Ela não disse ao certo o seu destino, apenas nos informou que escreveria para nós, informando-nos a respeito de seu novo encargo. As cartas vieram, semanalmente. Venni tratou de dizer-nos que arrumou um trabalho em uma casa de família, e que cuidava de cinco crianças pequenas. As linhas eram poucas e quase rasas. Escrevia o suficiente, segundo ela, apenas para não nos aborrecer. Ganhava pouco como preceptora, mas escrevera que estava feliz, e assim que tivesse dinheiro suficiente, construiria um lar melhor para mim e para a vovó, já que nosso casebre abandonando foi tomado de nós pelo banco, devido as várias dívidas que nossa avó acumulou — pois Venni não queria depender para sempre da bondade do senhor que nos alugou a casa. Minha irmã sempre prezou por nós, nunca deixou de lutar por nós, mesmo estando em pedaços.

Com o tempo, as cartas começaram a minguar, e de modo repentino, pararam de vez. Isso muito preocupou a mim e a minha avó, e até cogitamos pensar um amontoado de bobagens.

Mas, novamente, não estou aqui para rogar-lhe pragas, Sr. Victor, embora eu tenho feito isto antes, e fui repreendida por minha avó, pois ela disse-me que tais palavras malditas podem cair sobre nossos filhos. Mas asseguro-te, estou com muita raiva de vossa pessoa. O ódio está em ebulição dentro de mim, e sinto que a qualquer momento, rasgarei esta carta em mil pedacinhos, assim como fiz com as anteriores, mas logo terei de recomeçar a escrever do zero, então me controlarei para não fazer nenhuma bobagem. 

O que venho dizer-lhe é que Vennia sumiu! 
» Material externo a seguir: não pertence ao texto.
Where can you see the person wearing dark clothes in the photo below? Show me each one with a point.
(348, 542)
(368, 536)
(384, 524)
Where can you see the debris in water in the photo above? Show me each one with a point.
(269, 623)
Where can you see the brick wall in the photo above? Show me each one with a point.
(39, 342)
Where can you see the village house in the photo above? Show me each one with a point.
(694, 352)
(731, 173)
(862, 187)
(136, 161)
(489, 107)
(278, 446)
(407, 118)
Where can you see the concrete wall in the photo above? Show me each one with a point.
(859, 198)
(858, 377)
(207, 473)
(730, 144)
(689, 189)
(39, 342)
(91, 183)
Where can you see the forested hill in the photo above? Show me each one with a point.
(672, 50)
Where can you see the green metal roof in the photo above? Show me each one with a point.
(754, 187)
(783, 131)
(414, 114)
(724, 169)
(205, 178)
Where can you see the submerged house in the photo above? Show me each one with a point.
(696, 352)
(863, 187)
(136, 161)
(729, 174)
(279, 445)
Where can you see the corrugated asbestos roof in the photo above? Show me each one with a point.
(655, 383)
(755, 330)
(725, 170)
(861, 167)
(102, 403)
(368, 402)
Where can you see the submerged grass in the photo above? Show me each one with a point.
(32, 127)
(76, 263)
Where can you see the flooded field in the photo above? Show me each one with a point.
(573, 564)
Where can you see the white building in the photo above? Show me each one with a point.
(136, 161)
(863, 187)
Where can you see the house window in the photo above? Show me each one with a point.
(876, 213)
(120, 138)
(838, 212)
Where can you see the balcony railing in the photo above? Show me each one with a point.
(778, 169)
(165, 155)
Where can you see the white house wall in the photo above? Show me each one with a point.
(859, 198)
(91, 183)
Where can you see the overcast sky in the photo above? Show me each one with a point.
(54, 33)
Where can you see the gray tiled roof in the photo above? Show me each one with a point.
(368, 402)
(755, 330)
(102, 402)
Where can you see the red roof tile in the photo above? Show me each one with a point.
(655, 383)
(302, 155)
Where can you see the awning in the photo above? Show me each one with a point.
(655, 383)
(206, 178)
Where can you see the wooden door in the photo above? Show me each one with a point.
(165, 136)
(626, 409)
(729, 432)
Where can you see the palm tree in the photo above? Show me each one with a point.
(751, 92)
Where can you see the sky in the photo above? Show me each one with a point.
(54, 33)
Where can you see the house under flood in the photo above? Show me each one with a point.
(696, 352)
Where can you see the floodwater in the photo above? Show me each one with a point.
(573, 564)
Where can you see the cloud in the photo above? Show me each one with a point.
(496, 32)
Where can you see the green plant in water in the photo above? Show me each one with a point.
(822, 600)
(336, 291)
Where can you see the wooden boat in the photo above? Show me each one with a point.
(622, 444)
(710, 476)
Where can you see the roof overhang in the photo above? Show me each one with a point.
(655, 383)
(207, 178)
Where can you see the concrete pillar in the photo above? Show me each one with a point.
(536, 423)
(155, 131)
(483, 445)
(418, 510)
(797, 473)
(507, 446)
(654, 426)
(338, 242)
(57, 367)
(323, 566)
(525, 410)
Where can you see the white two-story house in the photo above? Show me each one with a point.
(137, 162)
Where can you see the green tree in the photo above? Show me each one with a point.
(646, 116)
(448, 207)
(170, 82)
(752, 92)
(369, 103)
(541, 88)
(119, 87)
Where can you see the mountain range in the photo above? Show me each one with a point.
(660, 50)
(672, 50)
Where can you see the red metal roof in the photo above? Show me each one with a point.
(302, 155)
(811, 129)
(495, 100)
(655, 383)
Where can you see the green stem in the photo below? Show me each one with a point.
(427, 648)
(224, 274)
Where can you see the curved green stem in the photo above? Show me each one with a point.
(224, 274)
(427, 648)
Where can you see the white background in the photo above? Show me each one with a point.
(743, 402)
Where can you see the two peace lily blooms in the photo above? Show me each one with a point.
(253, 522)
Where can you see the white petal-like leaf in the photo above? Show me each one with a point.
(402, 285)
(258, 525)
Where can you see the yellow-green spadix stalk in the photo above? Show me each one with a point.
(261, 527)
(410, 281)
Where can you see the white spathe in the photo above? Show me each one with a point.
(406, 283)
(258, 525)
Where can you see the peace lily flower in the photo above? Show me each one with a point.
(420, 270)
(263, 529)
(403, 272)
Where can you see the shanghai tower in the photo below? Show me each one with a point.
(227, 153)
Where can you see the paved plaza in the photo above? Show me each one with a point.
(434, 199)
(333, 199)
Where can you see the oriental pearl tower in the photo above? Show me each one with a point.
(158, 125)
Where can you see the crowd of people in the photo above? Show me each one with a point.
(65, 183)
Está desaparecida há meses.

Não sei onde possa estar a minha amada irmã, e temo por sua vida. Fizemos de tudo que estava ao nosso alcance. Já se passaram cinco meses desde o seu desaparecimento. Contactamos a polícia, detetives, falamos com outras pessoas que a viram pela última vez, movemos paus, pedras e montanhas para encontrá-la. A última pista, a casa da qual minha irmã trabalhou como babá, ficava em Postwood, e assim que tivemos ciência disso, falamos com o proprietário da casa que deu trabalho para Venni. Para o nosso espanto, ele nos revelou que Venni trabalhou apenas duas semanas na casa, e que desapareceu sem deixar rastros. Aquilo não fazia sentido. Como ela havia trabalhado somente por duas semanas, se as suas cartas relatando o trabalho perduraram por mais duas ou três semanas? 

Ademais, ela deixara todos os seus pertences no quartinho em que dormia. A única coisa que pude trazer de volta foi um gracioso lenço com o nome dela bordado em vermelho.

 Tal notícia caiu como um rochedo sobre nós. Quando retornamos para Londres, frustradas e quase sem esperanças, minha avó tornou a adoecer.

Algum tempo depois, o Sr. Stefan viera falar comigo. Seu semblante jazia cravado no mais puro remorso. Prometeu ajudar-me a encontrar a minha irmã, e se dissera arrependido por ter cortado os laços com ela. Culpava-se pelo sumiço dela. Ele continua a nos ajudar para encontrar pistas sobre Venni.

Se estiveres a ler esta carta, Sr. Victor, peço-te de todo o meu coração que me ajude. Estou desamparada, sozinha, a cuidar de uma avó doente, de um filho pequeno, e morando de favor. Por favor, ajude-me a encontrar a minha irmã. Já estou ficando sem esperanças de poder revê-la. Temo o pior caso nada seja feito a tempo.

Ajude-me, eu suplico humildemente.

Assinado, Miriam Lionheart. 

Sobrescrevo, finalizando esta carta apenas com o meu nome de solteira. Não almejo mais ser uma Valentine."